Sacramento, CA--A bill authored by Assemblymembers David Chiu (D-San Francisco) and Timothy S. Grayson (D-Concord) to encourage transit-oriented development (TOD) at certain Bay Area Rapid Transit (BART) stations today passed the Senate Floor. Assembly Bill 2923 will require BART to set new standards for transit-oriented development on BART-owned land within a half mile of a BART station. To reduce delays, the bill requires local governments to update their own zoning to meet BART’s affordability and zoning standards.
“Building housing near major transit hubs just makes sense,” said Assemblymember Chiu, who chairs the Assembly Housing and Community Development Committee. “Speeding up transit-oriented projects will help alleviate our housing crisis and make it easier for residents to afford to live and work in our very expensive Bay Area.”
“We have acres and acres of underutilized real estate within walking distance of BART that is ripe for affordable, transit-oriented development,” said Assemblymember Grayson. “AB 2923 is a common sense measure to speed up construction in communities throughout the Bay Area, and I am confident that this measure will increase housing supply, reduce traffic congestion, and cut greenhouse gas emissions.”

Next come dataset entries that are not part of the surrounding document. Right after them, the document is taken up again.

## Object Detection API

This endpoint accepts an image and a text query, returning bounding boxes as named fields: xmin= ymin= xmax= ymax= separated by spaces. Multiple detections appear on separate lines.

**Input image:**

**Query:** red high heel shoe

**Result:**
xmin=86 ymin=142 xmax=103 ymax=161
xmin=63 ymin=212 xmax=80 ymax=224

Building mixed-use, walkable neighborhoods adjacent to frequent and efficient public transportation will allow the Bay Area to grow while reducing regional congestion. Transit-oriented development results in improved job access, reduced auto dependence, more affordable living, and stronger public transit ridership and fare revenue.
The BART Board of Directors recently passed a progressive and ambitious TOD policy committing itself to fully building out BART-owned land around its stations by 2040, which would produce over 20,000 new units of housing.
However, TOD projects often face lengthy delays, in some cases of more than a decade, due to jurisdictions demanding less housing and more parking for transit-adjacent developments. This increases project costs while reducing project benefits and affordability. As a result, BART has not proposed transit-oriented development on many of the sites that could produce much-needed housing.
AB 2923 will require BART to adopt TOD zoning standards for BART-owned land and in turn will require local jurisdictions to update local zoning within two years to reflect those standards. Thirty percent of the total housing units generated under AB 2923 must be affordable to low- and very low-income residents. Projects will be eligible for by-right approval if they meet affordability standards and satisfy certain updated zoning requirements set by the bill. Recent amendments ensure that housing built on BART property will take into account the surrounding community by only streamlining those projects that are no more than one story above locally approved heights within a half mile of the property.
The Non-Profit Housing Association of Northern California and the State Building & Construction Trades Council of California are co-sponsoring AB 2923. The measure will now go back to the Assembly for a concurrence vote.